LA CARENZA improvvisa di microchip ha provocato reazioni a catena nelle più disparate filiere produttive, come quella delle automobili, impossibili da costruire ormai senza migliaia di chip (un’auto ne può contenere fino a tremila).

Nell’economia tecno-dipendente i microcircuiti sono irrinunciabili componenti di base per la produzione di praticamente ogni cosa, dagli elettrodomestici all’elettronica, infrastruttura e componentistica militare avanzata.

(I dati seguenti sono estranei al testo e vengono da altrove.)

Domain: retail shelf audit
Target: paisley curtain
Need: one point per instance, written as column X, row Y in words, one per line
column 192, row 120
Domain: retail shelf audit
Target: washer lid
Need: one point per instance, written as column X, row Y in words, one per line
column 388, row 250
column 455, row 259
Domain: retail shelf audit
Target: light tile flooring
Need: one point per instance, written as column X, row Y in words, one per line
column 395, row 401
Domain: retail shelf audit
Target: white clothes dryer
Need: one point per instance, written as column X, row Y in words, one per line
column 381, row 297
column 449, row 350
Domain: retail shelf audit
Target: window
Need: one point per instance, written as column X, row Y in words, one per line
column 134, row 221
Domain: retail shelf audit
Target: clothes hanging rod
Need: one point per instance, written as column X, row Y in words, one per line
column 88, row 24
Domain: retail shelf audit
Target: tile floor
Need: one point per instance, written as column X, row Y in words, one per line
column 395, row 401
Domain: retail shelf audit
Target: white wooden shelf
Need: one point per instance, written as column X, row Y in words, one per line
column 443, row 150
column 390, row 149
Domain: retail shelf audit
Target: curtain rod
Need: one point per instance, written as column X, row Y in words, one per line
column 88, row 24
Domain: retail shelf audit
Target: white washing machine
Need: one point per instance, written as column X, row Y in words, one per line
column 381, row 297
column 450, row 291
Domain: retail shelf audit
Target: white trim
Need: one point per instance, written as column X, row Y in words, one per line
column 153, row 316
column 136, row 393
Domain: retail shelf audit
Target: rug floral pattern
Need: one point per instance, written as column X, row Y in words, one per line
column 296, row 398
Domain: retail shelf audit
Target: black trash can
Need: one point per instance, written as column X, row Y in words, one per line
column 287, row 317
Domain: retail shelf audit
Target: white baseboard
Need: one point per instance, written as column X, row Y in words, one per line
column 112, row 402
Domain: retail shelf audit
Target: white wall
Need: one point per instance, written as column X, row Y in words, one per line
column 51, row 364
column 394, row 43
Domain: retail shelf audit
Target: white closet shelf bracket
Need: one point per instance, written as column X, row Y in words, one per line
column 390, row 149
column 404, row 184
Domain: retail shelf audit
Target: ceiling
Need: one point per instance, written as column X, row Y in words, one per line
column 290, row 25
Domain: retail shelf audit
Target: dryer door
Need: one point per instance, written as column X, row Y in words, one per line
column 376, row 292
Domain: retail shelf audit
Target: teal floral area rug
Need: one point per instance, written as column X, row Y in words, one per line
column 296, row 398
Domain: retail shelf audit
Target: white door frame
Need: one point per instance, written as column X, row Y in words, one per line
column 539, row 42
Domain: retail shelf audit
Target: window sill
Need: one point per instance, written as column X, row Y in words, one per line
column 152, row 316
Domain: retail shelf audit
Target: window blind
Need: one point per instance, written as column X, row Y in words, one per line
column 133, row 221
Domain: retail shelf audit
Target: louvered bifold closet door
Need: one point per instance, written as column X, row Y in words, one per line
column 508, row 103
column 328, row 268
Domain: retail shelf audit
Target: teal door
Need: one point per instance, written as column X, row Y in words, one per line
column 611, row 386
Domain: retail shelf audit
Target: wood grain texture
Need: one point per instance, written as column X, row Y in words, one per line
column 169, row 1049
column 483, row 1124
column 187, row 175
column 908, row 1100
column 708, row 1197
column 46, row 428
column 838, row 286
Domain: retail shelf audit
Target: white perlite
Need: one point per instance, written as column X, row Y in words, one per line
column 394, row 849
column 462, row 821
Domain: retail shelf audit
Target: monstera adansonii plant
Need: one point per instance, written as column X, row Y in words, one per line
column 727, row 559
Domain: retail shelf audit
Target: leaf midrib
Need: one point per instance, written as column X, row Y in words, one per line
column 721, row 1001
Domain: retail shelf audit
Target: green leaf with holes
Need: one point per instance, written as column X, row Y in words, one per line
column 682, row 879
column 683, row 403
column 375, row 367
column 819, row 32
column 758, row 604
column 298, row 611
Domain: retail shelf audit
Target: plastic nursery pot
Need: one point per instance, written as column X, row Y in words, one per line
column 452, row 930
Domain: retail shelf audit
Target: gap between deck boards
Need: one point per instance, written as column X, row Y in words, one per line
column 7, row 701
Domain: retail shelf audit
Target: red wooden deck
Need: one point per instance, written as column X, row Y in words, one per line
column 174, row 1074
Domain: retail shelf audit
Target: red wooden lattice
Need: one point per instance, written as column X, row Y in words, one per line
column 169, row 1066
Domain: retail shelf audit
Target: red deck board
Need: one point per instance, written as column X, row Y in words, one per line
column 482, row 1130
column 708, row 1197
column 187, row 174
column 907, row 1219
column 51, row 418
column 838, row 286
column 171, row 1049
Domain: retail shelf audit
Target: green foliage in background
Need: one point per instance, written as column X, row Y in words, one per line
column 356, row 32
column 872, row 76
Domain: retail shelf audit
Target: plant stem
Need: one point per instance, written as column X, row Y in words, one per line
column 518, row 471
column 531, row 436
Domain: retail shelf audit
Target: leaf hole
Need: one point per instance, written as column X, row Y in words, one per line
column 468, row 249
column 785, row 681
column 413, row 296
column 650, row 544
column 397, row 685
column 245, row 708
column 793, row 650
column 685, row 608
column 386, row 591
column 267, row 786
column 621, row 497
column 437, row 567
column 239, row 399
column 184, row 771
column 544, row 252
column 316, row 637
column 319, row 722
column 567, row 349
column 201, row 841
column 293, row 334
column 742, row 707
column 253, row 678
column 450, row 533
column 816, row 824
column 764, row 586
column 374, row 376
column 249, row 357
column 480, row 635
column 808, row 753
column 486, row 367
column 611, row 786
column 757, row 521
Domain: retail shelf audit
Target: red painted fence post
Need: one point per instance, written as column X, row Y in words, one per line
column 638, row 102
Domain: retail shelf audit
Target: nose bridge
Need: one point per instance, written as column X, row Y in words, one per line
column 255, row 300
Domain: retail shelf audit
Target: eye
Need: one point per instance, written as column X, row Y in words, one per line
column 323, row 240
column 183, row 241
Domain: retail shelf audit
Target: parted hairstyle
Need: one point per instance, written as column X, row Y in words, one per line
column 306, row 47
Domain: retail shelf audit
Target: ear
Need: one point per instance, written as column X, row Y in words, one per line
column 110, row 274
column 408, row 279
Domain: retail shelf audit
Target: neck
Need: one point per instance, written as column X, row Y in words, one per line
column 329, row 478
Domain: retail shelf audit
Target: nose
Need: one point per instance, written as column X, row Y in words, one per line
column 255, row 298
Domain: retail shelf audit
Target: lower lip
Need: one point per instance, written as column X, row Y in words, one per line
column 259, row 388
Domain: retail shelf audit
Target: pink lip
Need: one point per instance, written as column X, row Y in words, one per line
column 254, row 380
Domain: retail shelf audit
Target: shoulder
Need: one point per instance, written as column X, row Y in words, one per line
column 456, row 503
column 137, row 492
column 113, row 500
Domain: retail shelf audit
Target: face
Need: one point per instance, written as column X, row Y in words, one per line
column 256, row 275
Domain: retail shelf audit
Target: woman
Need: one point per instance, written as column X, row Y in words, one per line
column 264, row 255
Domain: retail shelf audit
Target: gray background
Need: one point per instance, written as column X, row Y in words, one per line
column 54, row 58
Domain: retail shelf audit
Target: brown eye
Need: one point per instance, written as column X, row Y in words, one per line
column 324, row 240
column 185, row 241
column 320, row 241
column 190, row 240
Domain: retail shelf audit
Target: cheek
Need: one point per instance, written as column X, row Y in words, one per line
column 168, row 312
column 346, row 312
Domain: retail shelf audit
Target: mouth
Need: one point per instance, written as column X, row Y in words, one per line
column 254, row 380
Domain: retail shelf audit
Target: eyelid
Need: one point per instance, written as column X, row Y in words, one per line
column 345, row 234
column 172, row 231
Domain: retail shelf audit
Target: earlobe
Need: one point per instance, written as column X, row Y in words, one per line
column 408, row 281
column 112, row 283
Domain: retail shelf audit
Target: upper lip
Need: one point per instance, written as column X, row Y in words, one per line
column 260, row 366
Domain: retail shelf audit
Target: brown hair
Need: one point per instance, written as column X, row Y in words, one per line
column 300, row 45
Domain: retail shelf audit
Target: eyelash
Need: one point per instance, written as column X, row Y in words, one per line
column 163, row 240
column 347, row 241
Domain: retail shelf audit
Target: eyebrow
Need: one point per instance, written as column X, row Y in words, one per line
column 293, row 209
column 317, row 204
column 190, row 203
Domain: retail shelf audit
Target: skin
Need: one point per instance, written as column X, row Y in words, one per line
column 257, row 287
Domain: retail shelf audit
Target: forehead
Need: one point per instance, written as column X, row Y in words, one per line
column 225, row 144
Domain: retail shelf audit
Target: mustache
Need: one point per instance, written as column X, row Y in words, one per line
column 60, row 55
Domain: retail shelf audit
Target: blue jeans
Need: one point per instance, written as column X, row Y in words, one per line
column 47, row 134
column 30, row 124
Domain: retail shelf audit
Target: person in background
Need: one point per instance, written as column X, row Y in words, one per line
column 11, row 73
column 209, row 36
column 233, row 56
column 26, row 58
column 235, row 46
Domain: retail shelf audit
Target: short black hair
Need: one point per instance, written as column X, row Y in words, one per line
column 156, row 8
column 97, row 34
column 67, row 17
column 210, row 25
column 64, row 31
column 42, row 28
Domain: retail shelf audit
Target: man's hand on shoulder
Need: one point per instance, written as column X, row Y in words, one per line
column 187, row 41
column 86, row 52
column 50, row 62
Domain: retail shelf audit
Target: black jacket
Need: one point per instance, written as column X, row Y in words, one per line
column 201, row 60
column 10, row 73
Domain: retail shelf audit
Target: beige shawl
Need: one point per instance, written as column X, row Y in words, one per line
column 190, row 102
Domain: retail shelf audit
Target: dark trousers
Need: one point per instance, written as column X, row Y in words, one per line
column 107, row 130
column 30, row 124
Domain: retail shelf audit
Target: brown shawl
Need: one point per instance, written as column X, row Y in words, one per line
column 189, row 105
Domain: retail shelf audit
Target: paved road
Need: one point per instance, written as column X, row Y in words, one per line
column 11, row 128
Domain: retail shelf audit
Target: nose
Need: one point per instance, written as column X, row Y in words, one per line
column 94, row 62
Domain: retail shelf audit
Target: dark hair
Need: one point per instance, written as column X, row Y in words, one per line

Non casualmente alla cerimonia di Phoenix ha preso la parola anche Tim Cook, ad di Apple, per encomiare le «nuove radici» messe in America dalla TSMC, fornitrice tra l’altro di circuiti a Nvidia, il marchio di processori grafici utilizzati nei computer di Cupertino.

Le fabbriche hanno fame insaziabile di microcomponenti, in Occidente come altrove e in particolar modo in Cina, la «fabbrica del mondo» è afflitta da penuria cronica di chip. La Cina produce internamente appena il 16% del fabbisogno di circuiti e spende per importarli più che per acquistare petrolio.

Dopo essere stati messi a punto negli anni ’70 (dall’ingegnere italiano Federico Faggin) i circuiti sono diventati strumento di predominio tecnologico americano anche se la loro produzione altamente specializzata si è andata concentrando in Asia orientale. Vista l’importanza strategica e di «sicurezza nazionale», l’amministrazione Biden ha reso ora prioritario rilocalizzare la produzione in America.

IL BOTTINO portato a casa da Biden&co. con l’impianto in Arizona è stato ancora più significativo: la TSMC è taiwanese e le future operazioni americane possono intendersi come uno schiaffo al rivale che su quell’isola – e sulle sue capacità tecnologiche – rivendica sovranità.

Se i circuiti integrati sono, come ha scritto Chris Miller nel suo libro Chip War, il «nuovo petrolio», anche le politiche messe in campo per assicurarsene scorte e controllo strategico somigliano sempre più alle dinamiche attorno ai mercati degli idrocarburi. E caratterizzano sempre di più la concorrenza prossima ventura tra i due pretendenti all’egemonia economica globale.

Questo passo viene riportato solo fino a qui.